`NaN` in Statistical Hypothesis Testing

How can we ignore missing values or NaN during testing?

A = [0.1, NaN, 0.16]
B = [1.0, 0.9, 0.82]

EqualVarianceTTest(A, B)

output:

Two sample t-test (equal variance)
----------------------------------
Population details:
    parameter of interest:   Mean difference
    value under h_0:         0
    point estimate:          NaN
    95% confidence interval: (NaN, NaN)

Test summary:
    outcome with 95% confidence: reject h_0
    two-sided p-value:           NaN

Details:
    number of observations:   [3,3]
    t-statistic:              NaN
    degrees of freedom:       4
    empirical standard error: NaN

(I don’t know the answer to your question, but I adjusted the title a bit to make it clear to others that this is a question about statistical testing, not unit testing!)

1 Like

Easy to ignore whatever values you don’t want to use: EqualVarianceTTest(filter(!isnan, A), B).

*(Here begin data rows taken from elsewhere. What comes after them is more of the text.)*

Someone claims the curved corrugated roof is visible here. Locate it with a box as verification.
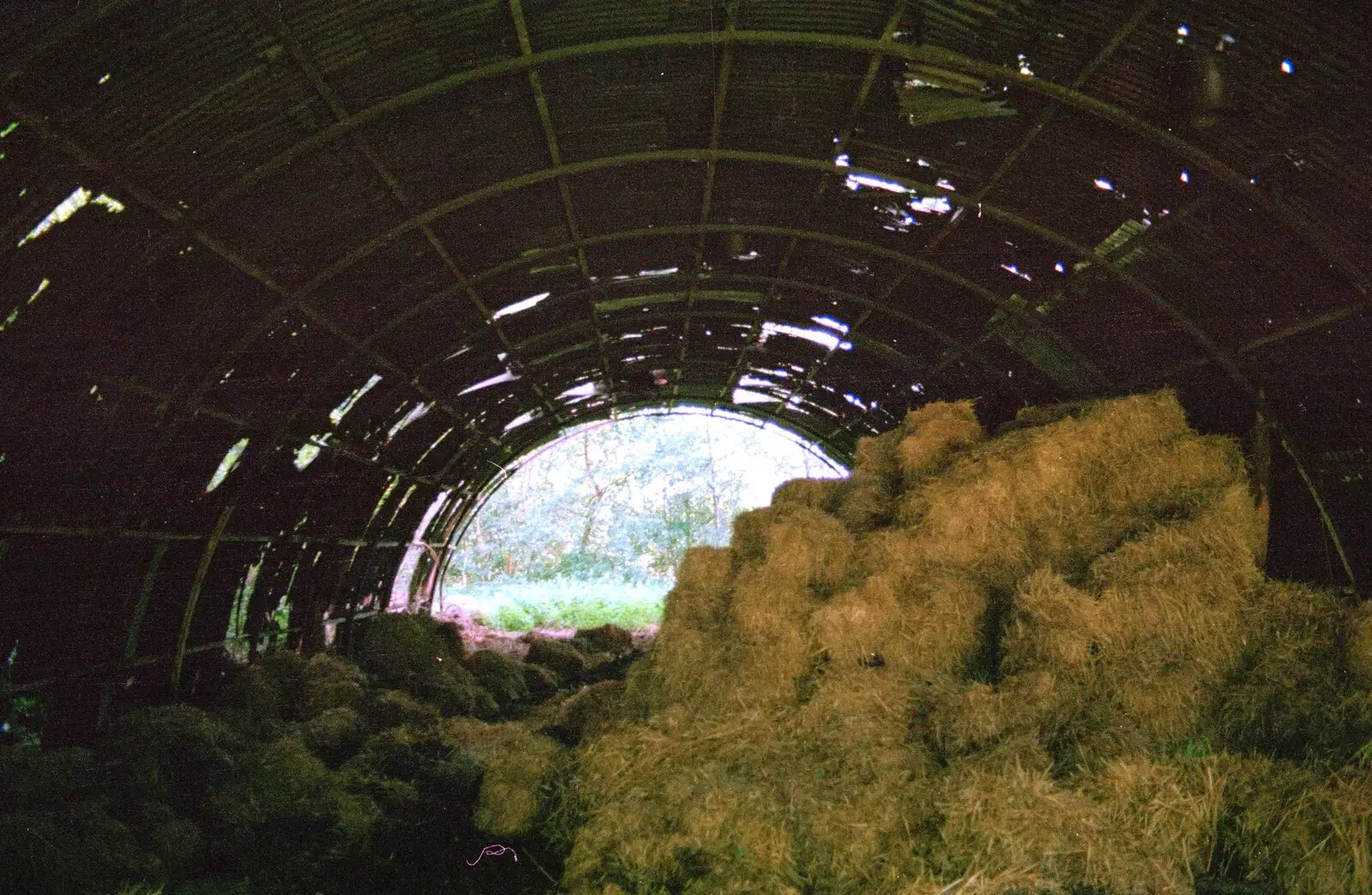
[0,0,1372,736]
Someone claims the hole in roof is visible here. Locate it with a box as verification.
[204,438,249,494]
[422,408,846,636]
[457,370,519,395]
[0,277,52,332]
[19,187,123,246]
[329,374,382,425]
[757,320,853,351]
[494,292,551,320]
[386,401,432,441]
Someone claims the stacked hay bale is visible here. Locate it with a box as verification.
[564,391,1372,895]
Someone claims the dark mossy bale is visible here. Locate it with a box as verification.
[210,737,380,891]
[521,662,557,703]
[530,681,624,745]
[295,655,368,721]
[362,690,442,730]
[572,623,634,656]
[462,649,530,712]
[103,706,244,814]
[359,614,499,718]
[524,635,586,687]
[221,649,304,729]
[302,706,370,766]
[0,745,163,895]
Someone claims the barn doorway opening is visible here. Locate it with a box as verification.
[434,411,846,635]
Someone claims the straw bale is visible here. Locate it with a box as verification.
[663,540,741,626]
[300,706,368,766]
[1221,756,1372,895]
[729,566,819,646]
[921,671,1068,756]
[834,472,894,534]
[763,507,853,593]
[297,653,366,721]
[771,479,842,512]
[938,763,1102,891]
[224,649,304,726]
[1000,568,1110,674]
[213,736,380,858]
[940,760,1223,895]
[730,567,818,708]
[524,635,586,685]
[919,393,1243,587]
[882,567,990,680]
[358,612,460,689]
[852,429,906,491]
[1086,758,1225,895]
[729,507,777,568]
[808,575,900,666]
[896,401,984,489]
[1070,484,1258,745]
[853,528,924,594]
[101,706,243,808]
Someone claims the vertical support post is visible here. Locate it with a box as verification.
[172,504,233,694]
[1251,400,1272,570]
[94,539,170,729]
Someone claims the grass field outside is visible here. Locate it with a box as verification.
[439,578,671,632]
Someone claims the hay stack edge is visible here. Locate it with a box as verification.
[564,391,1372,895]
[0,391,1372,895]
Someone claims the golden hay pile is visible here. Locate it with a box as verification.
[557,391,1372,895]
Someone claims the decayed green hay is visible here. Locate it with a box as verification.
[443,718,563,836]
[564,391,1372,895]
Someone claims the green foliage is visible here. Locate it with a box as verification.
[446,416,833,591]
[491,596,663,632]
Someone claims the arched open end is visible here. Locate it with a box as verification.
[391,409,846,644]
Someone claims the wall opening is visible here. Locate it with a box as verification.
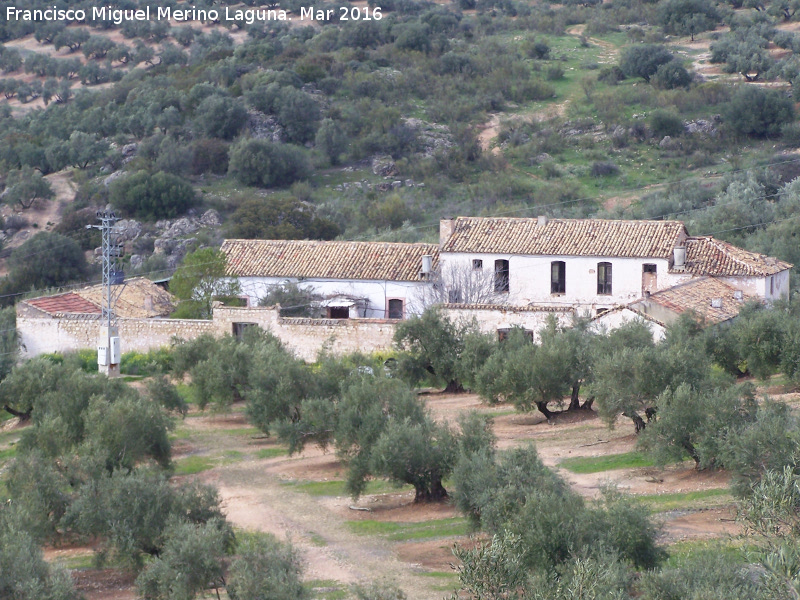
[597,263,612,296]
[550,260,567,294]
[494,259,510,292]
[389,298,405,319]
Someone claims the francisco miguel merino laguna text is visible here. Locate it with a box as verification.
[6,6,306,25]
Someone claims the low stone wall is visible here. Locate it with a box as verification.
[214,306,397,361]
[17,313,217,357]
[17,303,571,361]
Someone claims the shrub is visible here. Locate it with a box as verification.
[650,109,683,138]
[592,160,619,177]
[111,171,197,221]
[725,85,794,137]
[228,139,311,187]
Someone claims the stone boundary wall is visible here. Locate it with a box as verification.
[17,302,572,361]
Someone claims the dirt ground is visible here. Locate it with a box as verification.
[53,394,752,600]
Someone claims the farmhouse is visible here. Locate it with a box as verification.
[222,217,792,319]
[17,217,792,360]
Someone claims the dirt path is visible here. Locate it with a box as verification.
[204,461,442,600]
[478,25,619,154]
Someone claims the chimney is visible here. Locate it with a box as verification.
[672,246,686,271]
[439,219,456,248]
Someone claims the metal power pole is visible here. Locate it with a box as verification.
[86,211,125,377]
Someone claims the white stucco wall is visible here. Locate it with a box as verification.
[234,277,428,319]
[592,308,666,342]
[439,252,672,309]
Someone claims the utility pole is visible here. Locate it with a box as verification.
[86,211,125,377]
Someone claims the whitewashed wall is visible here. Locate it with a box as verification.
[234,277,429,319]
[439,252,674,309]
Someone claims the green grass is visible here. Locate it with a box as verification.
[54,554,96,569]
[558,452,654,474]
[0,447,17,463]
[665,539,747,568]
[306,579,350,600]
[175,456,215,475]
[636,488,733,512]
[256,448,289,459]
[347,517,469,542]
[419,571,459,592]
[284,479,413,496]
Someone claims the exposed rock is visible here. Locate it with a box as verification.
[114,219,142,243]
[247,110,286,143]
[372,154,398,177]
[683,119,717,136]
[403,119,455,156]
[200,208,222,227]
[103,171,125,187]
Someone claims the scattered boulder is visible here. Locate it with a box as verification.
[372,154,399,177]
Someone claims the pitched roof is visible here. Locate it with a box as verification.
[25,292,101,315]
[684,236,792,277]
[75,277,175,319]
[442,217,686,258]
[222,240,439,281]
[629,277,752,324]
[25,277,175,318]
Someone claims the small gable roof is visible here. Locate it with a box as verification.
[442,217,686,259]
[222,240,439,281]
[24,277,175,318]
[628,277,753,325]
[684,236,792,277]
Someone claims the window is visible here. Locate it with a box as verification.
[550,260,567,294]
[328,306,350,319]
[389,298,404,319]
[497,327,533,343]
[597,263,611,295]
[233,323,257,340]
[494,260,509,292]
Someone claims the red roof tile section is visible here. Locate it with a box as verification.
[442,217,686,259]
[222,240,439,281]
[636,277,752,324]
[25,292,102,315]
[685,237,792,277]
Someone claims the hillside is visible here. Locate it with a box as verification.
[0,0,800,300]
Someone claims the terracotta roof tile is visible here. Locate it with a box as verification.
[685,237,792,277]
[634,277,752,324]
[442,217,686,258]
[75,277,175,319]
[25,292,101,315]
[222,240,439,281]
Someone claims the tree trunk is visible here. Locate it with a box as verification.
[536,402,553,421]
[681,442,700,471]
[568,383,581,410]
[3,404,31,421]
[622,412,646,434]
[414,477,448,504]
[444,379,464,394]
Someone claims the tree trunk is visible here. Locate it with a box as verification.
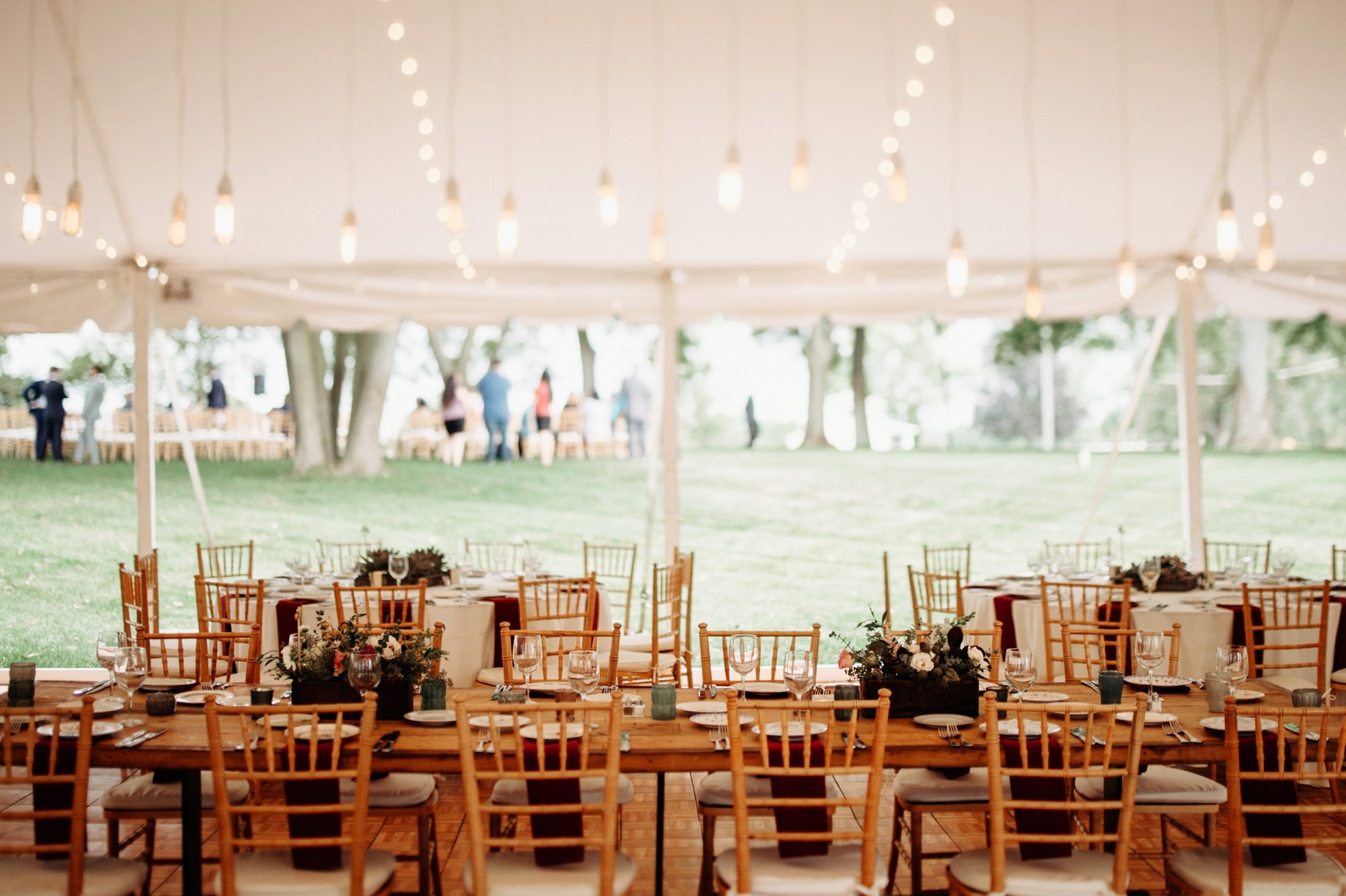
[338,330,399,476]
[803,317,832,448]
[851,327,870,448]
[576,327,596,398]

If your observations in A and B are paired and you want to ignore corresponding elements from both (not only remove A[2] that is NaN but also remove B[2]), then it’s most convenient to put these arrays into a single columnar table. In Julia, it’s effectively free, and you retain the same familiar array interface:

using StructArrays
# best to keep both A and B together from the beginning, if they are paired
data = StructArray(; A, B)

data = filter(x -> !any(isnan, x), data)
EqualVarianceTest(data.A, data.B)
4 Likes